On November 14, 2021, at 05:15 UTC, F2Pool mined block 709,632—the block at which Taproot activated.† Three blocks later, a user named @bitbug42 broadcast a transaction with an OP_RETURN message that captured the moment:
I like Schnorr sigs and I cannot lie.
That transaction—our specimen for this chapter—was one of the first Taproot spends ever confirmed. Its witness field contained something no Bitcoin transaction had ever carried before: a 64-byte Schnorr signature. No DER encoding. No SIGHASH byte. No variable-length anything. Just 64 bytes of pure mathematical elegance: 32 bytes for \(R_x\) (the \(x\)-coordinate of the nonce point) and 32 bytes for \(s\) (the scalar).
Taproot was specified across three BIPs:†
| BIP | Scope | Purpose |
|---|---|---|
| 340 | Signatures | Schnorr signature scheme for secp256k1. Defines signing, verification, batch verification, and the tagged hash construction. |
| 341 | Spending rules | Taproot output structure: the output key, key path spending, script path spending, the control block, and TapTweak. |
| 342 | Script rules | TapScript: the modified Script rules for Taproot script-path execution, including new opcodes (OP_CHECKSIGADD) and revised limits. |
Together, they represent the most mathematically sophisticated upgrade in Bitcoin's history—and the most elegant. Where SegWit was engineering (reorganize the data structures), Taproot is cryptography (exploit the algebraic structure of elliptic curves to hide complexity behind simplicity).
Our specimen is one of the first Taproot spends ever confirmed, from block 709,635 (November 14, 2021)—just three blocks after activation.
Txid:†
33e794d097969002ee05d336686fc03c9e15a597c1b9827669460fac98799036
| Metric | Value | Notes |
|---|---|---|
| Total size | 220 B | Including witness |
| Stripped size | 152 B | Without marker, flag, witness |
| Weight | 676 WU | \(152 \times 3 + 220\) |
| vsize | 169 vB | \(676/4\) |
| Fee | 21,250 sats | \(88,480 - 0 - 67,230\) |
| Fee rate | 125.7 sat/vB | Celebratory premium |
The overall structure is identical to the SegWit transactions of Part III: version, marker, flag, inputs, outputs, witness, locktime. The revolution is in what sits in the witness and how the output is interpreted.

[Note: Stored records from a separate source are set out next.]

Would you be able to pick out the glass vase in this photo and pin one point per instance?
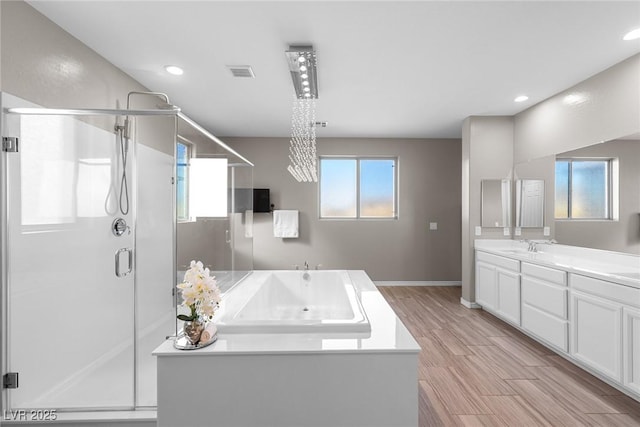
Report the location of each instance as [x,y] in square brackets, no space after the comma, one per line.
[193,330]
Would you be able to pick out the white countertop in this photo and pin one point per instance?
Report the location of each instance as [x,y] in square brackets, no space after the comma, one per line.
[616,267]
[388,334]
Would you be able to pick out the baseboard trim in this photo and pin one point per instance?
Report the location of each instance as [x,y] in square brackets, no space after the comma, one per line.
[416,283]
[468,304]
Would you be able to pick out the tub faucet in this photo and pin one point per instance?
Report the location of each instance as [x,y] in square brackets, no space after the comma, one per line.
[306,276]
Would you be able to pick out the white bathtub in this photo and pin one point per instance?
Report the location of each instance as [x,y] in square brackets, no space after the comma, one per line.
[293,302]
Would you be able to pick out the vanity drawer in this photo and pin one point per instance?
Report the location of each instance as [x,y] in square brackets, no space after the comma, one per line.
[506,263]
[552,275]
[609,290]
[549,328]
[544,296]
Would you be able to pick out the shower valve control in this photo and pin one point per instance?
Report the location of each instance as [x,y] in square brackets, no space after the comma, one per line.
[119,227]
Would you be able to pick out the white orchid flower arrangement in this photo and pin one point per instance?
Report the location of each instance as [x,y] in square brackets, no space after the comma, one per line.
[200,293]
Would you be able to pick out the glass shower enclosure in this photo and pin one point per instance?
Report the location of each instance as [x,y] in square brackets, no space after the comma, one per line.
[89,253]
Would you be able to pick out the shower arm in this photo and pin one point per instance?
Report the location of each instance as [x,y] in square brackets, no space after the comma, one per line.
[156,94]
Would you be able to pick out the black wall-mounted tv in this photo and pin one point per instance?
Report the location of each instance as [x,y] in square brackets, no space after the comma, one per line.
[261,200]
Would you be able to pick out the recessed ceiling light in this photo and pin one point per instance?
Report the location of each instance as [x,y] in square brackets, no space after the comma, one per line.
[632,35]
[174,69]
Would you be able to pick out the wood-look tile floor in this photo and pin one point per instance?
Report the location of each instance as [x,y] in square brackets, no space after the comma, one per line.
[475,370]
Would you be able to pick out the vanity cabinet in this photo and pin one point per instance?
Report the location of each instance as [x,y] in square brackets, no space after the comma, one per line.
[545,304]
[605,328]
[593,321]
[631,348]
[596,333]
[498,286]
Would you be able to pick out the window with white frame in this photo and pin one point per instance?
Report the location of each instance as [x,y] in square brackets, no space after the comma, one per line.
[585,189]
[358,187]
[183,154]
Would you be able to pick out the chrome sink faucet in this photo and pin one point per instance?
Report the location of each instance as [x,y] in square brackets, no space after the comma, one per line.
[306,276]
[533,244]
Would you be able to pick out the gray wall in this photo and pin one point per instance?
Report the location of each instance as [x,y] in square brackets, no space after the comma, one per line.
[43,64]
[487,153]
[609,109]
[389,250]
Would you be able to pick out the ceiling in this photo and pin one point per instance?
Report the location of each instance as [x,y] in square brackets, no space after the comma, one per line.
[392,69]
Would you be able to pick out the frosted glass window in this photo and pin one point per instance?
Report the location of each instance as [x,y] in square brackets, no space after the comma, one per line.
[357,187]
[583,189]
[562,189]
[182,179]
[208,188]
[377,188]
[338,192]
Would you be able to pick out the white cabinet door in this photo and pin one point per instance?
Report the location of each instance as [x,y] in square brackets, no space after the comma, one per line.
[596,333]
[508,283]
[486,285]
[631,348]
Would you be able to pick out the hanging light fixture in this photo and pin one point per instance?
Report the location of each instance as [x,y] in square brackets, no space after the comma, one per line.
[302,145]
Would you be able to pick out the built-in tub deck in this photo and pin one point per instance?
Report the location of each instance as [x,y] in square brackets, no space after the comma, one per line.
[297,379]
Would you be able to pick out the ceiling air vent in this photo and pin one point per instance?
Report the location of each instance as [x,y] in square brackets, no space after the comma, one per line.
[241,71]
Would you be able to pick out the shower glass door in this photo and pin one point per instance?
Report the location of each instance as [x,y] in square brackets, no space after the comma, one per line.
[70,332]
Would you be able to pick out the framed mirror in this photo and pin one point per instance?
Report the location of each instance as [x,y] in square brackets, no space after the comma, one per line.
[530,203]
[496,203]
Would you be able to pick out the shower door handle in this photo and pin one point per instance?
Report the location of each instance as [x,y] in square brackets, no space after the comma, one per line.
[119,273]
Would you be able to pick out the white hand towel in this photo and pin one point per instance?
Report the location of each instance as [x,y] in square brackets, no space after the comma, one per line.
[285,224]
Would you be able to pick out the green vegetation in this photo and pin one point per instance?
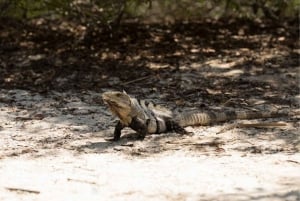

| Field | Hex (little-endian) | Value |
|---|---|---|
| Version | 01000000 | 1 |
| Marker | 00 | SegWit marker |
| Flag | 01 | SegWit flag |
| Input count | 01 | 1 input |
| Prev txid | d1f1c1f8…054958 | LE; reversed = 5849051c… |
| Prev vout | 01000000 | 1 |
| ScriptSig length | 00 | 0 bytes (empty) |
| Sequence | fdffffff | 0xfffffffd: RBF-enabled |
As with all native SegWit spends, the scriptSig is empty. The spending proof lives entirely in the witness.
| Field | Hex (little-endian) | Value |
|---|---|---|
| Output count | 02 | 2 outputs |
| Value | 0000000000000000 | 0 sats |
| SPK length | 31 | 49 bytes |
| scriptPubKey | 6a2f49206c…3432 | OP_RETURN + 47-byte message |
| Value | 9e06010000000000 | 67,230 sats |
| SPK length | 22 | 34 bytes |
| scriptPubKey | 5120a37c…28f9 | P2TR (OP_1 + 32-byte key) |
| Locktime | ffd30a00 | 709,631 (anti-fee-sniping) |
Output 0 is an OP_RETURN—a provably unspendable data carrier. The 47-byte payload decodes to ASCII: I like Schnorr sigs and I cannot lie. @bitbug42.
Output 1 is a P2TR output. Its 34-byte scriptPubKey is the fingerprint we need to examine.
Every P2TR scriptPubKey is exactly 34 bytes:
| Hex | Opcode | Meaning |
|---|---|---|
51 | OP_1 | Witness version 1 |
20 | OP_PUSHBYTES_32 | Push next 32 bytes |
<32 bytes> | output key | x-only public key \(Q\) |
Our specimen's prevout scriptPubKey: 51 (OP_1) 20 (push 32) 339ce7e1 65e67d93 adb3fef8 8a6d4bee d33f01fa 876f05a2 25242b82 a631abc0 (32-byte output key \(Q\))
Compare this with every previous output type:
| Type | SPK size | Structure |
|---|---|---|
| P2PK (uncompressed) | 67 B | |
| P2PKH | 25 B | DUP HASH160 <20B hash> EQUALVERIFY CHECKSIG |
| P2SH | 23 B | HASH160 <20B hash> EQUAL |
| P2WPKH | 22 B | OP_0 <20B hash> |
| P2WSH | 34 B | OP_0 <32B hash> |
| P2TR | 34 B | OP_1 <32B key> |
P2TR is the same size as P2WSH (34 bytes), but stores a key, not a hash. This is a fundamental design choice: the output commits directly to a public key rather than a hash of a script. The key can encode a simple single-signer case or a complex multi-party arrangement—and no observer can tell which until the output is spent.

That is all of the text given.